The last part of the filter, `.id`, returns the the file ids for our failed jobs.
This is a basic pattern for selecting objects that meet a criteria, and can be really helpful when you want more control of your batch processing.
:::{.callout-note}
## Check Yourself
How would you modify the code below to terminate all jobs that had `state` `running` using `dx terminate`?
```{bash}
#| eval: false
dx find jobs --json |\
jq '.[] | select (.state | contains("failed")) | .id' |\
xargs -I% sh -c "dx run --clone %"
```
:::
:::{.callout-note collapse="true"}
## Answer
```{bash}
#| eval: false
dx find jobs --json | \
jq '.[] | select (.state | contains("running")) | .id' | \
xargs -I% sh -c "dx terminate %"
```
:::
## Using JSON as an Input
This section is made to help you in writing JSON files. If you build an app or a workflow, you will need to edit the `dxapp.json` or `dxworkflow.json` files to enable your executables to be runnable.

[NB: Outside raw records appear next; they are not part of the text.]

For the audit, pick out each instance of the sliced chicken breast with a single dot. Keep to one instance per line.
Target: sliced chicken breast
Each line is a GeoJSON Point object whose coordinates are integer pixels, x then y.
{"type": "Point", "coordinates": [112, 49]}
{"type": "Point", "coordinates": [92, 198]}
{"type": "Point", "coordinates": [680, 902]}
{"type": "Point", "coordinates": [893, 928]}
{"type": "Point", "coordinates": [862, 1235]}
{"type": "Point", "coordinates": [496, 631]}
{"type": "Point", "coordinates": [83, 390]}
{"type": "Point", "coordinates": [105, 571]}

### Writing and modifying JSON
I know that JSON is supposed to be human readable. However, there are a lot of little quibbles that don't make it easily human writable.
I highly recommend using an editor such as [VS Code](https://code.visualstudio.com/), with the appropriate [JSON plugin](https://code.visualstudio.com/docs/languages/json). A JSON Visualizer such as the [JSON Crack Extension](https://marketplace.visualstudio.com/items?itemName=AykutSarac.jsoncrack-vscode) will be extremely helpful as well.
![JSON Visualizer Plugin](images/json_visualizer.png)
Using the visualizer plugin and this tutorial will help you write well formed JSON, and point out any issues you might have. It's easy to misplace a comma, or a bracket, and this tool helps you write well-formed JSON.